これについてこの文献著者は、L-カルニチンL-タルトレートが自転車こぎ中に脂肪酸の酸化を促進したためグリコーゲンが保存され、回復期にグリコーゲンをすぐ利用出来た可能性があると結論している。その他の説明としては、乳酸の蓄積の低下、長鎖脂肪酸の毒性からの筋肉細胞の保護や酸素供給量の増大などが挙げられる。
これら二つの研究結果は非常に将来性があるが、これらの所見を確認するとともにL-カルニチンL-タルトレートの作用機序を明確にするためには、より大勢の被験者を対象とした調査を重ねる必要がある。
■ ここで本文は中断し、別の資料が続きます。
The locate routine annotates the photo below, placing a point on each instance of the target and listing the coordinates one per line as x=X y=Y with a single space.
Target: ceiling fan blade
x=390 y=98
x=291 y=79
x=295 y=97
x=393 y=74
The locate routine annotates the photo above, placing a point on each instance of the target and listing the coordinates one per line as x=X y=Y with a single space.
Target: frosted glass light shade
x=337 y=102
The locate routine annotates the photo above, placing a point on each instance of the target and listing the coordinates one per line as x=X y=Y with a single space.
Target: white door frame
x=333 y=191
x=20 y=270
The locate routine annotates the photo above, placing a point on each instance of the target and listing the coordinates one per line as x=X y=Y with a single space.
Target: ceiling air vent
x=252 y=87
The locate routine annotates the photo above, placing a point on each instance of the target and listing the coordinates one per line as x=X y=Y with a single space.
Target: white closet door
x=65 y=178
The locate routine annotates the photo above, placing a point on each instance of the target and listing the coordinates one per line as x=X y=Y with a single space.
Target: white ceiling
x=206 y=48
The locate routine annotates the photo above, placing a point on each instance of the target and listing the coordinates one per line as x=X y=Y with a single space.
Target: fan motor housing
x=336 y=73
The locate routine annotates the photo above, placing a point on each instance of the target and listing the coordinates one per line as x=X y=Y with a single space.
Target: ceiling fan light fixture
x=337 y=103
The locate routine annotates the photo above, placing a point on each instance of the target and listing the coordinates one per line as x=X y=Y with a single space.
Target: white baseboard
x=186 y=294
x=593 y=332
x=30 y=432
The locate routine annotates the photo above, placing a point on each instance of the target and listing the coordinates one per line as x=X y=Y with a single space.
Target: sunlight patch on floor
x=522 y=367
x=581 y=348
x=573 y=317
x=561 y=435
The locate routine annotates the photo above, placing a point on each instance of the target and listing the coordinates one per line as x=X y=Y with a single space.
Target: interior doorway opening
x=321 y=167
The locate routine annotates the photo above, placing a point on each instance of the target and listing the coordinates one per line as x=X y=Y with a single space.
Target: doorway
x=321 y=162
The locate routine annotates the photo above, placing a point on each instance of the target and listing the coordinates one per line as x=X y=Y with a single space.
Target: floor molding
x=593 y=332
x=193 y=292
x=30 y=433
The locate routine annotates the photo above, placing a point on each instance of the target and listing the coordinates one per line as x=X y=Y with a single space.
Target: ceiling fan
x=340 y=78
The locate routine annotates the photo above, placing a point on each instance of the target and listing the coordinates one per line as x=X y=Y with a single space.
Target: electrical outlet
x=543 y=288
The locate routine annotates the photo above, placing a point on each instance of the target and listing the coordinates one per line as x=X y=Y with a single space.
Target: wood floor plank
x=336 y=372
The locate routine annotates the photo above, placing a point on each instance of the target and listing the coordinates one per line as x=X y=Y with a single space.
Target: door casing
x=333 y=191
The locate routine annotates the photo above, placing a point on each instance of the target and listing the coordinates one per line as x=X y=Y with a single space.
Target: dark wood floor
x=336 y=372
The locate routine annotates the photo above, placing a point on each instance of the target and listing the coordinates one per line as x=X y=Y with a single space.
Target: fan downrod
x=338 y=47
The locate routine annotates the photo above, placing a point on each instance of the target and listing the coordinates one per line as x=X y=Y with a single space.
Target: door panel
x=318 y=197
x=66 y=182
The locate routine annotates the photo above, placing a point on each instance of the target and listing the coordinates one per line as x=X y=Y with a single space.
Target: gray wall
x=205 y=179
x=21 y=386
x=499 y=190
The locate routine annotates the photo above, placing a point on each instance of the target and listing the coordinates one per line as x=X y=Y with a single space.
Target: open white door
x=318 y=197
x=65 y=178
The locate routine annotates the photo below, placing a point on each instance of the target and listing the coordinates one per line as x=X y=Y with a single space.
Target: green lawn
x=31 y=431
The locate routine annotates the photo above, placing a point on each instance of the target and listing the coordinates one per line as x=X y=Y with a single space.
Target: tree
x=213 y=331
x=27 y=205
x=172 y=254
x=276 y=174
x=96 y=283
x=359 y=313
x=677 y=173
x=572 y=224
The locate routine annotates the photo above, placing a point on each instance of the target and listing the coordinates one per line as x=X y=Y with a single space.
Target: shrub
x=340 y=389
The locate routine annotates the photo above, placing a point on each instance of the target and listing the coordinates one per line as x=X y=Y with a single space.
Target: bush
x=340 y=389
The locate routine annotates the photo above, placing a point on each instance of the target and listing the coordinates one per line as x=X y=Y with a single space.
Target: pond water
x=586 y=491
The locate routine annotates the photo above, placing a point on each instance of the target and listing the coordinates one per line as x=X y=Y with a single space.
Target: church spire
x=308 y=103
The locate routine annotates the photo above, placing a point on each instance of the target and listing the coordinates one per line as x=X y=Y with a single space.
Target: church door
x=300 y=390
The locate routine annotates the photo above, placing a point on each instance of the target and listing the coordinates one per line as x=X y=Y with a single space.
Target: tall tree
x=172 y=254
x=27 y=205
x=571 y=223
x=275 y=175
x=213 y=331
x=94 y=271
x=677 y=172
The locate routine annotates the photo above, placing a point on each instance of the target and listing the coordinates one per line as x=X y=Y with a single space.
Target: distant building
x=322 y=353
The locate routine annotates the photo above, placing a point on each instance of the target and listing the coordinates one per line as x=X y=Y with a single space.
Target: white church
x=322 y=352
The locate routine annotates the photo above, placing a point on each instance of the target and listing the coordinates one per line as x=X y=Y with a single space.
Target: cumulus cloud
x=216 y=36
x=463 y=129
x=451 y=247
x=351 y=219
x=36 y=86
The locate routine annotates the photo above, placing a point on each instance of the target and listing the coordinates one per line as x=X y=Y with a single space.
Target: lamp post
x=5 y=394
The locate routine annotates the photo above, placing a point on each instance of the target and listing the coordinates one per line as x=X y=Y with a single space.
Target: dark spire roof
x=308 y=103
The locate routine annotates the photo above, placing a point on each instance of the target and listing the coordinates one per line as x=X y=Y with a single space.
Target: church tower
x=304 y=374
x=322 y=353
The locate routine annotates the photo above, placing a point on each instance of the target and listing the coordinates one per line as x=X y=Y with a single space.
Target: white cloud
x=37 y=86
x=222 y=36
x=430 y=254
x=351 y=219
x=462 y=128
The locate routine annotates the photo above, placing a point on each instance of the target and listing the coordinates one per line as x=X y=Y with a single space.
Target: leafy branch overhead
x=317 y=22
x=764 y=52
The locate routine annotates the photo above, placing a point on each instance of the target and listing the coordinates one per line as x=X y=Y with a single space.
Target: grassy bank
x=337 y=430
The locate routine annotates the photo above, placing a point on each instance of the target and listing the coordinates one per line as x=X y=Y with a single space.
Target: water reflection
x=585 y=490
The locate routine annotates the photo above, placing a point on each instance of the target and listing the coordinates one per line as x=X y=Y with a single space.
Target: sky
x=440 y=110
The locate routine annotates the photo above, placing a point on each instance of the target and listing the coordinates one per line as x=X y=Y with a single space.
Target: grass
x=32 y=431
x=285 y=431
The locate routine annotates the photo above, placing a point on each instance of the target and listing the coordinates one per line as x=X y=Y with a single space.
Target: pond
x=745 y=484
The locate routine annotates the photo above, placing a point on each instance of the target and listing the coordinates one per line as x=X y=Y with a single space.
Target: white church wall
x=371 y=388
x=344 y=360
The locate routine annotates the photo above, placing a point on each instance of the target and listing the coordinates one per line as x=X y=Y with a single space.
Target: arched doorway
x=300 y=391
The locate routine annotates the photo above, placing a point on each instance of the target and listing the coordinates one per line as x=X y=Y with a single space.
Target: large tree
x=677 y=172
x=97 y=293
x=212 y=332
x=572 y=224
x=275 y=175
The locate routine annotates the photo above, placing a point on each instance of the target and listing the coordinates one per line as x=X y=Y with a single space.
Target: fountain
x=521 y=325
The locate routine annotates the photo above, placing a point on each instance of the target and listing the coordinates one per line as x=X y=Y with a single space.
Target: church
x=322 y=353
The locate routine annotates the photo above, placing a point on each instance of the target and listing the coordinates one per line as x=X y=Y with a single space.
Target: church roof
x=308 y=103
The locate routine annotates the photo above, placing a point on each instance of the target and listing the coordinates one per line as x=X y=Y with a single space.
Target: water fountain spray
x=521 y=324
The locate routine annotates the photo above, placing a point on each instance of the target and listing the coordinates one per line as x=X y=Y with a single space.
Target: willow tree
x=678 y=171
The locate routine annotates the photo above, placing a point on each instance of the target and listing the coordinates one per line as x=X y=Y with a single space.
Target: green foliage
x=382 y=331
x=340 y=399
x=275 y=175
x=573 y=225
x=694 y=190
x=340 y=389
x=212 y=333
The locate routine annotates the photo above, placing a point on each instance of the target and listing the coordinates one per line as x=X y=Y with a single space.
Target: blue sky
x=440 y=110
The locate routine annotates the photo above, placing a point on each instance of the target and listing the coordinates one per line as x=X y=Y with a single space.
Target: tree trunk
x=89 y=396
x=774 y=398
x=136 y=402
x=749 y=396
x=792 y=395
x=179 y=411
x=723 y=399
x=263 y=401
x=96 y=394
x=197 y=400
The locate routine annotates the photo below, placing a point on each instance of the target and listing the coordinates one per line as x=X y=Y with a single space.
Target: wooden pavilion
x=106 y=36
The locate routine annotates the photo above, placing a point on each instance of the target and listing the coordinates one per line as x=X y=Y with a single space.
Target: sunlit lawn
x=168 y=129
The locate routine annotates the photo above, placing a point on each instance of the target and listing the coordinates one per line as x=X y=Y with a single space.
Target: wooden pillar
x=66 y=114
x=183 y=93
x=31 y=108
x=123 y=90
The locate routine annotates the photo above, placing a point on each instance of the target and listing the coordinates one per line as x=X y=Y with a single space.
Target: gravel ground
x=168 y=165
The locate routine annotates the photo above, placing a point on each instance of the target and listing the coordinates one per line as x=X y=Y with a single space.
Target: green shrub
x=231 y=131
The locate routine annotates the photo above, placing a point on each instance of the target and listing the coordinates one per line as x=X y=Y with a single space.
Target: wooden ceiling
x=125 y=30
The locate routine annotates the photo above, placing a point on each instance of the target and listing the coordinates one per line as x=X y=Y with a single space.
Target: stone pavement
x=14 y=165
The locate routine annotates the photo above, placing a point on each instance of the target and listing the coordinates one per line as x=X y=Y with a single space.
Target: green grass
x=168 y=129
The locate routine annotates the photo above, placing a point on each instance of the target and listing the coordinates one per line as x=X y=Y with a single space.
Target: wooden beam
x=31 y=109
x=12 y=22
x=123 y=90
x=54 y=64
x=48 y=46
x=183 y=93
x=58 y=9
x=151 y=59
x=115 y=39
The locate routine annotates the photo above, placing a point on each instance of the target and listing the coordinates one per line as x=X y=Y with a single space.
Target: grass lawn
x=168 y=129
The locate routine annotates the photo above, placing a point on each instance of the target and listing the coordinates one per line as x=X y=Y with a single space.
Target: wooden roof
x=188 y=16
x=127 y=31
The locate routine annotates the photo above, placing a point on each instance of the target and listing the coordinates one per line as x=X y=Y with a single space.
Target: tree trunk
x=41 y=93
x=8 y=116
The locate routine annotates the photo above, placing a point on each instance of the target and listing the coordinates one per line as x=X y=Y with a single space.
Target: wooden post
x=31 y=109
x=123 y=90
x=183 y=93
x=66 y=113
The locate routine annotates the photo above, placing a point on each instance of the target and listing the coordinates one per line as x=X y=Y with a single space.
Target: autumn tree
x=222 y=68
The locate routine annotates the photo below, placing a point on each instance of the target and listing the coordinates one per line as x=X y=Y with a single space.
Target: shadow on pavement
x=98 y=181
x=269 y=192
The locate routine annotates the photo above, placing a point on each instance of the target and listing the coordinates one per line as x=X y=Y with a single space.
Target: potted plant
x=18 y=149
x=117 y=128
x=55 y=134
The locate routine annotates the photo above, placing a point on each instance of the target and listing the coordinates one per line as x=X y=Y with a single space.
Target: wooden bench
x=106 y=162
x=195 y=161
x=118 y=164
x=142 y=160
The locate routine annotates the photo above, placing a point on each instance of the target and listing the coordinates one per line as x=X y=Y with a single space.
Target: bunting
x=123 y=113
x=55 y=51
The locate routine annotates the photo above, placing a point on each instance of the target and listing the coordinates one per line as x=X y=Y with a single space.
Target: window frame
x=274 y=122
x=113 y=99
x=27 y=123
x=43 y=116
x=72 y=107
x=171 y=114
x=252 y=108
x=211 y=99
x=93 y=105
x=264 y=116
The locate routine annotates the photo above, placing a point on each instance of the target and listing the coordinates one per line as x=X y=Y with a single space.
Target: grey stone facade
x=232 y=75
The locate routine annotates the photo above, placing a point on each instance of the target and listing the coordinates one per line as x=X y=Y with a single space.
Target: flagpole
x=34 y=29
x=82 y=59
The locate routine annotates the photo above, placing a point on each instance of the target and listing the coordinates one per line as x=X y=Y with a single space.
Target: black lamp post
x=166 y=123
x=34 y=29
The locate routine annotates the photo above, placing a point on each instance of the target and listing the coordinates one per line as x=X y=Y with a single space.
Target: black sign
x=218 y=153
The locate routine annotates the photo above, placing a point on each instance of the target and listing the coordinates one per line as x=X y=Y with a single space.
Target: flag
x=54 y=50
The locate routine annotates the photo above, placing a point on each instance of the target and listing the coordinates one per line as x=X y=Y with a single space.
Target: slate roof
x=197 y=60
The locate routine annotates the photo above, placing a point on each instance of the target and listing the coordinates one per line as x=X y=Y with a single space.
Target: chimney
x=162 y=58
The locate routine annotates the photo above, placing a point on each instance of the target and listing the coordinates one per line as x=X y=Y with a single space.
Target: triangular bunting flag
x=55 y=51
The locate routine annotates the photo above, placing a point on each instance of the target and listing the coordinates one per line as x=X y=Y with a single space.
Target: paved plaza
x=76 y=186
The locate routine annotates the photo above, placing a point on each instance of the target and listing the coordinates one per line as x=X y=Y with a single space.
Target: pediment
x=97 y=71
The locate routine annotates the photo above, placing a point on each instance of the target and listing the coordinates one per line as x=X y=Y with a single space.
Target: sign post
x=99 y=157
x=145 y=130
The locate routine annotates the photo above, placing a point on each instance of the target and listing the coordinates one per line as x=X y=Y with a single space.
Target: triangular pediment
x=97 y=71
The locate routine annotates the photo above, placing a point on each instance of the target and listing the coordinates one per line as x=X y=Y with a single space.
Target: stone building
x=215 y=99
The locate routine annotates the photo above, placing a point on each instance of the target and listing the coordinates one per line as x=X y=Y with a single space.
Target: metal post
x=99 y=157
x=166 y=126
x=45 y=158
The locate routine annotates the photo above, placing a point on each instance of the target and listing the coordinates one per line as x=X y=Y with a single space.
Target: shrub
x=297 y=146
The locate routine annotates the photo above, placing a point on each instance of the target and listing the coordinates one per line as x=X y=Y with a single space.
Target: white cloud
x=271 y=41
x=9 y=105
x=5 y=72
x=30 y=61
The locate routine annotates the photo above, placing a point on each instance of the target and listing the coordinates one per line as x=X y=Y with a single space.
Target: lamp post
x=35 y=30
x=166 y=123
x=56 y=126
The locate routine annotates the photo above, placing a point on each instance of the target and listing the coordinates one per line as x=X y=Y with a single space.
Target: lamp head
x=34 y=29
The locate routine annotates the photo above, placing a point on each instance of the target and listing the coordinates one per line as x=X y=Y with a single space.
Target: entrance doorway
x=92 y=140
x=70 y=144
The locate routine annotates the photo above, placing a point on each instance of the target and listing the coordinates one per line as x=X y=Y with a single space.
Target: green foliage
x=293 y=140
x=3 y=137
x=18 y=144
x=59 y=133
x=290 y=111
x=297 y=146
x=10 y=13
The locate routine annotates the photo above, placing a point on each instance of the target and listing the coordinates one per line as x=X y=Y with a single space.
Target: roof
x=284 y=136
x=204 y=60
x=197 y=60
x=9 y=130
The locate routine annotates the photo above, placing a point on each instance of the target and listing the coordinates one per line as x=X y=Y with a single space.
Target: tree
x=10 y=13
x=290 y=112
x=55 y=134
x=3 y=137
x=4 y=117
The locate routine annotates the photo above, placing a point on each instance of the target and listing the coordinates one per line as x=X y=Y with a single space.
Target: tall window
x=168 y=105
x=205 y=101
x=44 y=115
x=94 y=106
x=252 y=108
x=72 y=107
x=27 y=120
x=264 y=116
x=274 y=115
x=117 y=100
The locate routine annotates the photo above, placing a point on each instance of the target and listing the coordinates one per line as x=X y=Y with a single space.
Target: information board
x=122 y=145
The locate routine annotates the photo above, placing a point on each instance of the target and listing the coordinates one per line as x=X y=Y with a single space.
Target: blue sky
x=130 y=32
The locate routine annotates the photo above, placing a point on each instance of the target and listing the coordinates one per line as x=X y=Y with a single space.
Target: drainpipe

L-カルニチンL-タルトレートは比較的新しい製品のため、まだスポーツサプリメントとして広く知れ渡ってはいないが、この特許形態のカルニチンを含む製品の一つにソースナチュラルズのサプリメントがある。前述の二つの研究結果から認められた有益効果を達成するのに必要な最低用量は1日2g(4カプセル)で、なるべくエクササイズ前に摂取し、最低3週間連続して使用すると効果があるようだ。